The grant addition means the National Institutes of Health specialists at their NIAID section like what they see so far from BioCryst. But the drug hasn’t even been tested to see if it’s safe in humans. If the next few years of testing prove it safe AND effective, everybody wins – when a future hemorrhagic fever outbreak comes along.

'Emphasizes the Urgent Need'

"The ongoing Ebola epidemic in West Africa emphasizes the urgent need for safe and effective antiviral agents for hemorrhagic fever virus diseases,” said William "Bill" Sheridan, MB BS, chief medical officer at BioCryst, in announcing the extended grant funding.

“With these additional funds, BioCryst can move forward with important non-human primate efficacy studies, an IND filing, and Phase 1 human trials of intramuscular BCX4430. We look forward to the body of evidence supporting BCX4430 evolving into a highly compelling package, enabling us to attract U.S. government advanced development funding. This is critical so that a new drug application can be filed as quickly as feasible for this unique, broad-spectrum antiviral."

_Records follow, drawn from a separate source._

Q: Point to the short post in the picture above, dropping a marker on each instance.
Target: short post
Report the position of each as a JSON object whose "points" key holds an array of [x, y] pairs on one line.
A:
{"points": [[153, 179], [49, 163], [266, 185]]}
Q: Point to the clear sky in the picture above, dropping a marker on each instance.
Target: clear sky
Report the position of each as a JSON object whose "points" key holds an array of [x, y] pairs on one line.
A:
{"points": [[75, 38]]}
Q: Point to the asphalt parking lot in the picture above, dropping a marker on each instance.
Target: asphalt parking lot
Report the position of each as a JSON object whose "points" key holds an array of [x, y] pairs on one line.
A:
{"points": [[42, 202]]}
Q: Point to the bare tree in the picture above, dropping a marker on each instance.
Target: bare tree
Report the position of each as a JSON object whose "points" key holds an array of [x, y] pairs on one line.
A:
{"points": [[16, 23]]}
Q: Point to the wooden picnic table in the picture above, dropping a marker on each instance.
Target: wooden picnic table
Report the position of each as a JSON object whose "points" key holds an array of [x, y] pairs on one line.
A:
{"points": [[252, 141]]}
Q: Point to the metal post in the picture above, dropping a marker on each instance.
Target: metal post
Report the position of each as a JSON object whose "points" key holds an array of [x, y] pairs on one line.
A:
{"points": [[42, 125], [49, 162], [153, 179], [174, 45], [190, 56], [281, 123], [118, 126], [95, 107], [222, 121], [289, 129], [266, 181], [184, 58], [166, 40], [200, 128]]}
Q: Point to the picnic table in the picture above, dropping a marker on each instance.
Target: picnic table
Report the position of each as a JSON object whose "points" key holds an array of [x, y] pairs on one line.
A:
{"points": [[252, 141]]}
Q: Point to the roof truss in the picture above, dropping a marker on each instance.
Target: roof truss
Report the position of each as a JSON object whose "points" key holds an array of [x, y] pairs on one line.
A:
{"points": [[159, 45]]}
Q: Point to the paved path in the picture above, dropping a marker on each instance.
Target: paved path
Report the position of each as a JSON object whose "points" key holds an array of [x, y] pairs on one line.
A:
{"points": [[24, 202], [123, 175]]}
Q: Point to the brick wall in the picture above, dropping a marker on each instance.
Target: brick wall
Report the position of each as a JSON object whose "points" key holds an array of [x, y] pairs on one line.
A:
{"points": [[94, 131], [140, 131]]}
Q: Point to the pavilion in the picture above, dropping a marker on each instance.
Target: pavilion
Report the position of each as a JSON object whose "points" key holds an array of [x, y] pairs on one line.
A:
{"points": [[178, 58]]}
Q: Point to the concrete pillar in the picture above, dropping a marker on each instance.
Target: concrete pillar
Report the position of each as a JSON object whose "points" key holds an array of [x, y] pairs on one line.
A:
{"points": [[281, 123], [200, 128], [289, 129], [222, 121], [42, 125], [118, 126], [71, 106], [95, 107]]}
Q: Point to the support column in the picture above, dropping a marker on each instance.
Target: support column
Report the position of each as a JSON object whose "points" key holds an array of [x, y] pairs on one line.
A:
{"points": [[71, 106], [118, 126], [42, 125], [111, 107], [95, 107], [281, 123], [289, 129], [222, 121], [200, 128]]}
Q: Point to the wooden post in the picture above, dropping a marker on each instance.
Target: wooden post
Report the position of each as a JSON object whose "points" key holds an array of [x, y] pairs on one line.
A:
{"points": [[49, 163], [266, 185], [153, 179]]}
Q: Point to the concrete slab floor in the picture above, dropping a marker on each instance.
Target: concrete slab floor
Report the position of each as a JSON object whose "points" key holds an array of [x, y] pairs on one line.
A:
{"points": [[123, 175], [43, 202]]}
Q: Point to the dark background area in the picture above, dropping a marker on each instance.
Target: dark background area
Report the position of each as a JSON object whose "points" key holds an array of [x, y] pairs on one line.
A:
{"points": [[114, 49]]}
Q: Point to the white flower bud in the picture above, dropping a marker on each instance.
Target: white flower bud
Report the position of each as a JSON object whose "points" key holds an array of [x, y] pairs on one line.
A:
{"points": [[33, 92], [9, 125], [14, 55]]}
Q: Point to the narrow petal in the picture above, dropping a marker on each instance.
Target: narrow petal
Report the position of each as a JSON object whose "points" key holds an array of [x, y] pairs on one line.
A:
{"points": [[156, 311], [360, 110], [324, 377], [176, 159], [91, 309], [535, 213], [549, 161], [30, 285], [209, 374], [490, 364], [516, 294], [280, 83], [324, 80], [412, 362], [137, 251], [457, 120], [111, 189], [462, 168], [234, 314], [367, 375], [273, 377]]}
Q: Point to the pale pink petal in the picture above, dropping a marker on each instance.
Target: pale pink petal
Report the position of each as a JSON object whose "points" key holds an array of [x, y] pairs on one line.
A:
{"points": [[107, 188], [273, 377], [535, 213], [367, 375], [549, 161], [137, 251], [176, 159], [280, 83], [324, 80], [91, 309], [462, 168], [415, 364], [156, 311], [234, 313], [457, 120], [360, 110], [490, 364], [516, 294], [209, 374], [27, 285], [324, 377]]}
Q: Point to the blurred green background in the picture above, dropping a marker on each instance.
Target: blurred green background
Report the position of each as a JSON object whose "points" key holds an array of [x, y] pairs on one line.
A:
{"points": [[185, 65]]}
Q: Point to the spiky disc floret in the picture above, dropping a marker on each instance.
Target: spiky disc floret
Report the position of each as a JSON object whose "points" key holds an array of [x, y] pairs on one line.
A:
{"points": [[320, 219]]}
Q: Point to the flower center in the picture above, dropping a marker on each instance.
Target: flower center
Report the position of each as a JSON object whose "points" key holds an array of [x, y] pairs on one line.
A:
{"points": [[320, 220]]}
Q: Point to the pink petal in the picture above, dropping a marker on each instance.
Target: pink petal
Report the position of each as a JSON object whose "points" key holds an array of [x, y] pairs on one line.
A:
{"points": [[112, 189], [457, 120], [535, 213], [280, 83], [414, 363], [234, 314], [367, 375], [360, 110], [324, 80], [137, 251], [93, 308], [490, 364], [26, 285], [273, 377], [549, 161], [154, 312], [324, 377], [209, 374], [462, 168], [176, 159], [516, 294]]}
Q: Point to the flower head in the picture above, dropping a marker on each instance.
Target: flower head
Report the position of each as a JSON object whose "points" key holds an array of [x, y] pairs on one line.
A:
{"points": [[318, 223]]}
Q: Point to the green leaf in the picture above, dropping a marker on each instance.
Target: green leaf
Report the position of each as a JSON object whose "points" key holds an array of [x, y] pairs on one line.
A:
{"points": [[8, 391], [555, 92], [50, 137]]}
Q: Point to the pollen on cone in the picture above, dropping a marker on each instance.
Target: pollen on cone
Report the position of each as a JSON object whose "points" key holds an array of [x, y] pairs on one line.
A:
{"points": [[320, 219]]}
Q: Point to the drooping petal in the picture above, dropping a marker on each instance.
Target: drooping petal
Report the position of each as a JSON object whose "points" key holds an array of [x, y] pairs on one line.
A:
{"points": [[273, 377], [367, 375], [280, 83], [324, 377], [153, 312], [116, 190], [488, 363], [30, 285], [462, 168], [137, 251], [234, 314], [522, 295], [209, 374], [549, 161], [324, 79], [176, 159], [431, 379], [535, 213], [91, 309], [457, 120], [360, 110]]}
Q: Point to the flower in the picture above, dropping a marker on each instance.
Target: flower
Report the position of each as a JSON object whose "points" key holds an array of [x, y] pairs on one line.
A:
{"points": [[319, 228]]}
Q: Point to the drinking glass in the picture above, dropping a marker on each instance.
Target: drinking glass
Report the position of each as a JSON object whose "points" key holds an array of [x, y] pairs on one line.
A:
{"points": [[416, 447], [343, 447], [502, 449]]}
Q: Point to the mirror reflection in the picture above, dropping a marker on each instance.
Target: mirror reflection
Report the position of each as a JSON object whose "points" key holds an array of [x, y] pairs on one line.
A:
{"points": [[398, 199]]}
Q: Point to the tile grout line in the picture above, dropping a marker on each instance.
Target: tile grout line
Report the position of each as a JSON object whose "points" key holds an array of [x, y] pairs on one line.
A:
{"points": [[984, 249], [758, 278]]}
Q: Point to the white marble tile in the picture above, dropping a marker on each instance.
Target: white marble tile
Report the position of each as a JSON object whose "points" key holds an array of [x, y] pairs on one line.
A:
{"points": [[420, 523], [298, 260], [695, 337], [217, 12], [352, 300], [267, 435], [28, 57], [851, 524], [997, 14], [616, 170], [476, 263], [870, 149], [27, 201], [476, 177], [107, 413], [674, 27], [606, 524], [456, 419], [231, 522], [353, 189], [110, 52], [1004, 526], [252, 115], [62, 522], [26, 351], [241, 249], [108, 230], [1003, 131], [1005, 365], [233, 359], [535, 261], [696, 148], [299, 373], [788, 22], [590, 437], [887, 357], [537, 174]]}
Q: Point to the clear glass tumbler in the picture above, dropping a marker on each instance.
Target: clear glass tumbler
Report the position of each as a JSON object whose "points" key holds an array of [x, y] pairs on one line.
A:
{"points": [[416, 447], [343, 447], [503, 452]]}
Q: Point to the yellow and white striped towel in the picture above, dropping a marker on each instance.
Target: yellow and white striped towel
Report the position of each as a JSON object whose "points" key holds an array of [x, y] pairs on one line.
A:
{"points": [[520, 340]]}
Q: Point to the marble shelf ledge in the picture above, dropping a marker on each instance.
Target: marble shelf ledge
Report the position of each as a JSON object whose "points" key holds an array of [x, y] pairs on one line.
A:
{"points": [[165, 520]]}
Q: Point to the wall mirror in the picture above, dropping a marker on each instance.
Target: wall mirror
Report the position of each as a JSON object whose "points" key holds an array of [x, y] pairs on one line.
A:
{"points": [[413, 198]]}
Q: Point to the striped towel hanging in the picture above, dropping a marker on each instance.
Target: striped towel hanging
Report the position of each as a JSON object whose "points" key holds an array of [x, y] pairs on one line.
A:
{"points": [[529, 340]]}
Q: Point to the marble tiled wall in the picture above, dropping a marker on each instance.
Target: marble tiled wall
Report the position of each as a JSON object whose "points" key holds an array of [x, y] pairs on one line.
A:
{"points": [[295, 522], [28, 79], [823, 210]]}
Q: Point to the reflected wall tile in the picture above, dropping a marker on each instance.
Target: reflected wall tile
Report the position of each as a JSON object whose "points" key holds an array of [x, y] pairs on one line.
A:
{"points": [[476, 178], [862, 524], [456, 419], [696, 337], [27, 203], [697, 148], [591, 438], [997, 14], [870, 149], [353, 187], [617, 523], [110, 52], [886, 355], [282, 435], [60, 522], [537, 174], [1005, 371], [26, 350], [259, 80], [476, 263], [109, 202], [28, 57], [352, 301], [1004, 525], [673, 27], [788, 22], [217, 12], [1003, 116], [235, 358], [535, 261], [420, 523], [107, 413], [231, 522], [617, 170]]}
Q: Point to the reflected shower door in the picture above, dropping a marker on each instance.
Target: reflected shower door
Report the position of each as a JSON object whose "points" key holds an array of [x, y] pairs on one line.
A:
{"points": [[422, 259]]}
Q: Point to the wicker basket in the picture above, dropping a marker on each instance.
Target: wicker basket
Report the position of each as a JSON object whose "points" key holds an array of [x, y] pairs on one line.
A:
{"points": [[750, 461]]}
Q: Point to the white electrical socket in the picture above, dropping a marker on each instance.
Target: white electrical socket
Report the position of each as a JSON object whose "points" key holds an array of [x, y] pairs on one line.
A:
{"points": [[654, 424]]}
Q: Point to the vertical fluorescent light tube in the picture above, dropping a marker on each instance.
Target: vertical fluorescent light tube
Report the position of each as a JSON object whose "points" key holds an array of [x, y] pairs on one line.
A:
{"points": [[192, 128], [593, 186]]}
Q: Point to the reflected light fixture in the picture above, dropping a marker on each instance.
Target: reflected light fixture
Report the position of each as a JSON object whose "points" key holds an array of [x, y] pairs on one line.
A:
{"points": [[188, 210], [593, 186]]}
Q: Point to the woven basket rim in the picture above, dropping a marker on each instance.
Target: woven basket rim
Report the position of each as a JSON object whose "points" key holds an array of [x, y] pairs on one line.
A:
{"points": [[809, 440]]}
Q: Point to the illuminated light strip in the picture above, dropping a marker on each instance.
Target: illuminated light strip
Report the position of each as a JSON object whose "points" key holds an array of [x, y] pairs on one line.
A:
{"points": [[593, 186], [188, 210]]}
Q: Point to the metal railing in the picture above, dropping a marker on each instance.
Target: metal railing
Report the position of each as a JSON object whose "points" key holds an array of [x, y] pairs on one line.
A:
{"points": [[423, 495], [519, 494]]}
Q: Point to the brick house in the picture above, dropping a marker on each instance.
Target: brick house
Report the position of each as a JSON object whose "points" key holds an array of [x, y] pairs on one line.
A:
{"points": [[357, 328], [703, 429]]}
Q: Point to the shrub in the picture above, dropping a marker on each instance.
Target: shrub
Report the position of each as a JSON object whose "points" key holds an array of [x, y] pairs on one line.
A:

Government Funding Necessary

Developing any new drug is an agonizingly slow and expensive process. And it has traditionally been especially so if that drug’s main target is a disease affecting poor people halfway around the world. They don’t have money and they don’t have insurance.

Fortunately, there’s still some government funding available to keep drug development going when the traditional economic incentives fail.

It’s becoming increasingly dangerous for the world to shrug at localized disease outbreaks. That includes you and me -- average citizens -- as well as leaders of governments and of the pharmaceutical industry. It’s no longer safe to say “It won’t happen here. Not in my backyard.”

Global travel and communications have shrunk the backyard to the size of a postage stamp. Remember those? Fortunately, the folks at BioCryst do. So they keep working, hoping to have a drug ready to stop the next of these ugly viral surges.